Commentaire • 0
Sur la décision
| Référence : | TA Strasbourg, 5e ch., 31 mars 2026, n° 2403345 |
|---|---|
| Juridiction : | Tribunal administratif de Strasbourg |
| Numéro : | 2403345 |
| Importance : | Inédit au recueil Lebon |
| Type de recours : | Plein contentieux |
| Dispositif : | Expertise / Médiation |
| Date de dernière mise à jour : | 21 avril 2026 |
Texte intégral
Vu la procédure suivante :
Par une requête, enregistrée le 14 mai 2024, M. D… B…, représenté par Me Lutz-Sorg, demande au tribunal :
1°) avant-dire droit, d’ordonner une expertise afin d’établir la nature exacte des troubles dont il souffre et d’évaluer le taux d’invalidité de cette infirmité ;
2°) d’annuler la décision du 6 mars 2024 par laquelle la commission de recours de l’invalidité a rejeté son recours administratif préalable obligatoire formé contre la décision du ministre des armées du 28 novembre 2022 refusant de faire droit à sa demande de pension pour l’infirmité « troubles psychiques en relation avec une désadaptation au milieu militaire ».

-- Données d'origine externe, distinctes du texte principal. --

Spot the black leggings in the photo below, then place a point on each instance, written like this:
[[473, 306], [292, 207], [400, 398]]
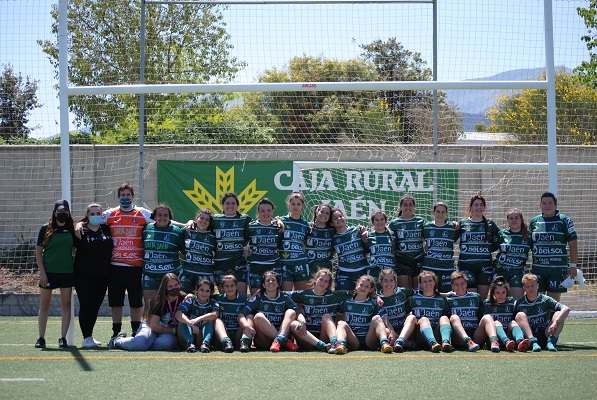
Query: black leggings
[[91, 290]]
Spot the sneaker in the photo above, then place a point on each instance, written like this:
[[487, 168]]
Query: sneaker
[[228, 347], [275, 347], [510, 346], [205, 348], [291, 346], [472, 346], [191, 348], [340, 349], [245, 346], [41, 343], [386, 348], [112, 343], [524, 345], [436, 347]]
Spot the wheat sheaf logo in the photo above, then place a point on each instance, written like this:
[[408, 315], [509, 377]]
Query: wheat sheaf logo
[[202, 198]]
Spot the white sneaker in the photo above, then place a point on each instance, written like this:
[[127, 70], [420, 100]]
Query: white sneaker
[[90, 342]]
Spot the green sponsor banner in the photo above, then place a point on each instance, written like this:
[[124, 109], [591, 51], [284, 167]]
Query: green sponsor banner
[[187, 186]]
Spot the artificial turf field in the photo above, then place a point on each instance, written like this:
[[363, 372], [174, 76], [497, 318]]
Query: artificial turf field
[[53, 373]]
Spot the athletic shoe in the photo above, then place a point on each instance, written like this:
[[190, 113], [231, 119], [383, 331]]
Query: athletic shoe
[[41, 343], [275, 347], [436, 347], [88, 342], [291, 346], [191, 348], [510, 345], [495, 346], [340, 349], [524, 345], [205, 348], [228, 347], [245, 346], [112, 343], [386, 348], [472, 346]]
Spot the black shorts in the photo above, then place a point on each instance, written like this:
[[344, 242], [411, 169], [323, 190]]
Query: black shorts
[[59, 280], [125, 279]]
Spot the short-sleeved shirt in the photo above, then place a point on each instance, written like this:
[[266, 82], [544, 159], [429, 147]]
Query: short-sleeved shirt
[[550, 236], [57, 254]]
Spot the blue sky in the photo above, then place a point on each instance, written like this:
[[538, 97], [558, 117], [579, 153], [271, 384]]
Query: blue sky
[[476, 39]]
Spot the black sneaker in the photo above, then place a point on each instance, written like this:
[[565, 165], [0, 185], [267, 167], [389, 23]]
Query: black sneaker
[[228, 347], [41, 343]]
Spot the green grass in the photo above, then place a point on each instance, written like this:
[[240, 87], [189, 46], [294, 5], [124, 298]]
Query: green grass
[[27, 373]]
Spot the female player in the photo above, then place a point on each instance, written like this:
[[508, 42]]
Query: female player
[[440, 236], [380, 246], [408, 230], [159, 329], [264, 243], [478, 238], [200, 245], [511, 259], [360, 327], [468, 326], [315, 327], [399, 322], [54, 256], [273, 313], [351, 251], [232, 234], [319, 239], [501, 308], [295, 264], [198, 316], [92, 269], [162, 245], [431, 310]]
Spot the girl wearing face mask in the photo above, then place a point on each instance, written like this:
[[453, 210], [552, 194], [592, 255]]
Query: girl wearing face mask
[[55, 262], [92, 268]]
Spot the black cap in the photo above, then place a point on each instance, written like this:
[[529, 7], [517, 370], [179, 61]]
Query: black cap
[[62, 203]]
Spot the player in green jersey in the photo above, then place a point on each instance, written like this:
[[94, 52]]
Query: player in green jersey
[[514, 245], [540, 317], [431, 310], [440, 236], [551, 232], [314, 326], [360, 326], [273, 313], [408, 231], [478, 239], [500, 305], [468, 326], [399, 322]]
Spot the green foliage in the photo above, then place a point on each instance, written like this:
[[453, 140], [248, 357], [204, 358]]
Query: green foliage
[[18, 97], [524, 114]]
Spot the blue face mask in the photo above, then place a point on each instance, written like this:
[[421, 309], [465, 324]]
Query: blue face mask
[[126, 202], [95, 219]]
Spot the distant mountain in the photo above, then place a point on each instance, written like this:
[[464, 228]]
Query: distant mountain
[[474, 103]]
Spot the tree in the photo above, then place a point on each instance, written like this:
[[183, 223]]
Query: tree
[[587, 70], [524, 114], [18, 97], [185, 44]]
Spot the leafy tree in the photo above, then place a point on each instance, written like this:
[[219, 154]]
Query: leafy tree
[[184, 44], [18, 97], [524, 113]]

3°) de lui accorder le bénéfice d’une pension militaire d’invalidité dont le taux sera fixé après expertise ;
4°) de mettre à la charge de l’Etat la somme de 4 000 euros au titre de l’article L. 761-1 du code de justice administrative ainsi que les dépens.
Il soutient que :
- la décision attaquée ne mentionne pas la qualité de son signataire au regard de la composition de la commission de recours de l’invalidité ;
- son infirmité de blessure psychique, résultant d’un événement traumatique survenu le 22 novembre 2018 alors qu’il était en service au Mali, est exclusivement imputable au service et de nature à ouvrir droit à pension ;
- les différentes instances qui ont eu à se prononcer sur ses droits à pension ne sont pas parvenues à un accord quant à la qualification de la nature de son infirmité ; que l’expert qui l’a examiné à la demande de l’administration a procédé à un examen très rapide de sa situation et a retenu des taux d’invalidité qui ne sont pas en cohérence avec son état de santé, de telle sorte qu’il est indispensable qu’une expertise avant-dire droit soit ordonnée, pour permettre à un expert indépendant de déterminer la nature des troubles dont il est atteint ainsi que le taux d’invalidité de cette infirmité, qui ne saurait être inférieur à 30%.
Par un mémoire en défense, enregistré le 21 octobre 2025, la ministre des armées et des anciens combattants conclut au rejet de la requête.
Elle soutient que :
- les moyens soulevés par le requérant ne sont pas fondés ;
- le taux d’invalidité de 10% retenu par la commission de recours de l’invalidité est parfaitement justifié au regard de la légèreté des troubles et des indications du guide-barème des invalidités ;
- en l’absence de tout fait précis de service ayant causé un traumatisme à M. B… à l’origine de l’infirmité de « Syndrome anxiodépressif », cette pathologie ne peut qu’être qualifiée de maladie non imputable au service ;
- la maladie de M. B… n’est pas non plus imputable au service par présomption ;
- cette infirmité n’est pas imputable au service, de telle sorte que quel que soit le taux d’invalidité retenu, une mesure d’expertise s’avérerait inutile.
Vu les autres pièces du dossier.
Vu :
- le code des pensions militaires d’invalidité et des victimes de guerre ;
- le code de justice administrative.
Les parties ont été régulièrement averties du jour de l’audience.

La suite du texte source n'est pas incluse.